On the other hand, if it overprices itself in the IPO then it may not be able to drum-up the same level of interest in the market and investors will be left disappointed that the value of their shares suffer a drop in value after the IPO, but early investors will be pleased as it gives them a higher value for the shares that they sell in addition to the new shares created by the business.
There are various forms of IPO. Some see the board of directors set a pre-determined price which is then fixed and offered to investors. Some decide to set a minimum price and then offer the shares by tender, whereby investors make bids for shares at whatever valuation they believe is right. The bids are then collected to form what is known as a strike price – which is the price they will be sold at. Those that make bids equal to or above the strike price will be sold shares, while those that bid below it would fail to receive any shares.

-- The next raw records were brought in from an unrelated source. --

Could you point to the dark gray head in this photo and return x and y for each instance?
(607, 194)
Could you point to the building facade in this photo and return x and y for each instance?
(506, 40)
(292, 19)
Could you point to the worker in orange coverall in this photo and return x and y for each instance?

Alternatively, some companies conduct an IPO but don’t raise any new equity. This means the company does not raise any money for itself or create any new shares in the business and only sells existing shares on behalf of its investors. One example of this would be luxury carmaker Aston Martin, which chose not to raise any fresh equity in its 2018 IPO.
Most companies only get one shot at an IPO (unless they delist and relist later, or are taken private before going public again later down the line). However, most of them will need to raise more equity in the future, which is where other types of fundraising come into play.
Read more: How to trade an IPO
IPO example: Calisen
Calisen launched its IPO in February 2020, when the smart energy meter company decided to raise cash and capitalise on its growth and strong outlook, and allow early investors to monetise some of their investment in the company.
Calisen conducted a bookbuild process to determine how it would price its IPO, meaning institutional investors effectively bid for the shares to give the company an idea of what sort of value the big potential shareholders attribute to the company. This ended up at 240 pence per share and gave Calisen a market cap of £1.32 billion upon listing.
Calisen sold 125 million new shares in the business at 240p to raise £300 million in new equity, while existing investors sold an additional 12 million shares to raise just under £29 million for themselves. The shareholders also made another 20.5 million shares available to the public in an over-allotment option, which would kick-in if there was sufficient demand from investors wanting to take part in the IPO (which it did, but there was only demand for 3.6 million of the shares). Upon listing, it had an issued share capital of 548 million shares, each of which represented an equal slice of the business, with 25.7% of its shares in the hands of the public.
The IPO opened up Calisen’s stock to more investors, raised cash for the business, provided a firm valuation for the publicly-listed company, and allowed early investors to cash-in on part of their investment.